Oppert M
Klinik für Notfall- und internistische Intensivmedizin, Klinikum Ernst von Bergmann, Charlottenstr. 72, 14467, Potsdam, Deutschland,
Med Klin Intensivmed Notfmed. 2014 Jun;109(5):331-5. doi: 10.1007/s00063-013-0340-1. Epub 2014 May 22.
Acute kidney injury (AKI) is an important organ failure, which has an enormous negative impact on outcome in patients with severe sepsis.
In this paper, the pathophysiological causes as well as noninterventional and interventional (extracorporeal) treatment of patients with AKI and severe sepsis are described.

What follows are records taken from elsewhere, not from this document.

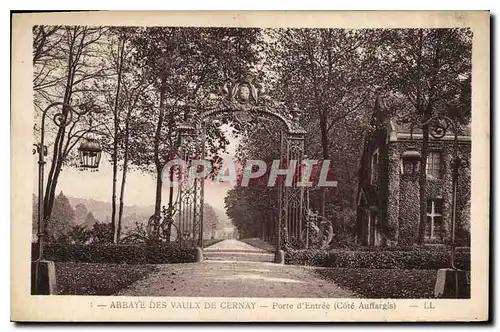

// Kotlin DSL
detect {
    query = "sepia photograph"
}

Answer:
[12,12,489,320]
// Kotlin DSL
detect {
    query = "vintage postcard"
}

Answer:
[11,11,490,322]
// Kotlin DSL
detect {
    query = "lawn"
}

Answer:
[317,268,437,299]
[56,262,156,295]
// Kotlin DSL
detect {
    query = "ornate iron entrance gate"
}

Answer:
[177,77,308,248]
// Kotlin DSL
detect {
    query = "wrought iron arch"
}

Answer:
[177,76,308,248]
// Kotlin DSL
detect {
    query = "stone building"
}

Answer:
[356,98,471,246]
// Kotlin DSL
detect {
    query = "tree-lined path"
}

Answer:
[117,240,355,297]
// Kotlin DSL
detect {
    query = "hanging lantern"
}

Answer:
[78,138,102,169]
[401,149,420,175]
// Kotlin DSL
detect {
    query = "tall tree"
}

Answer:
[47,191,75,240]
[384,28,472,243]
[266,29,379,215]
[129,28,259,214]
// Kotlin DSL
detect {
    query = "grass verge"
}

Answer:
[56,262,156,295]
[317,268,437,299]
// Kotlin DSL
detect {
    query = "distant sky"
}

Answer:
[33,125,239,210]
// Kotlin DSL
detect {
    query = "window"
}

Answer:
[425,199,443,239]
[370,149,378,184]
[427,151,441,178]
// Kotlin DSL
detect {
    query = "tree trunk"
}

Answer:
[44,40,75,219]
[319,110,330,216]
[111,40,125,243]
[116,102,132,242]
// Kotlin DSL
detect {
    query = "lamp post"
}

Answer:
[420,115,467,298]
[31,102,102,295]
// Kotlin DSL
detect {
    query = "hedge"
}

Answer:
[32,243,195,264]
[285,249,470,270]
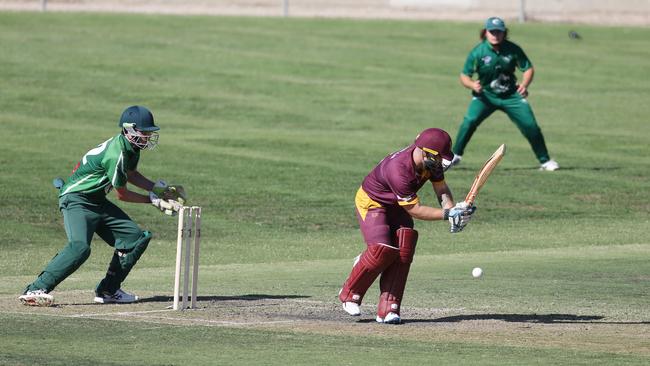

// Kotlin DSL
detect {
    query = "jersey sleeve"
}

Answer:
[386,169,420,206]
[516,46,533,72]
[461,50,476,76]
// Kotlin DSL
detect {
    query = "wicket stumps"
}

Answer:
[173,206,201,310]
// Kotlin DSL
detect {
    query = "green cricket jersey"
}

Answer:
[463,40,533,96]
[59,133,140,197]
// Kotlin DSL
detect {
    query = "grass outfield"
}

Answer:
[0,13,650,365]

The cornerstone of noninterventional therapy is infection control and heamodynamic stabilization with fluid resuscitation and vasopressors. In patients with deteriorating AKI, extracorporeal treatment should be started early. Generally, continuous and intermittent modes are considered to be equally effective and possible. In practice, a continuous form is preferred in hemodynamically unstable patients.
The idea that AKI may easily be overcome by starting extracorporeal treatment is no longer true. AKI is much more complex. The dynamic process of the disease should be kept in mind when choosing the correct mode and dose of the extracorporeal treatment. Antibiotic dosage must be adjusted when kidney function is improving or deteriorating.
急性肾损伤(AKI)是一种重要的器官功能衰竭,对严重脓毒症患者的预后有巨大负面影响。
本文描述了AKI合并严重脓毒症患者的病理生理病因以及非介入性和介入性(体外)治疗方法。
非介入性治疗的基石是控制感染以及通过液体复苏和血管加压药实现血流动力学稳定。对于AKI病情恶化的患者,应尽早开始体外治疗。一般来说,连续性和间歇性模式被认为同样有效且可行。在实际操作中,血流动力学不稳定的患者更倾向于采用连续性模式。
认为通过开始体外治疗就能轻易克服AKI的观点已不再正确。AKI要复杂得多。选择正确的体外治疗模式和剂量时应牢记疾病的动态过程。肾功能改善或恶化时必须调整抗生素剂量。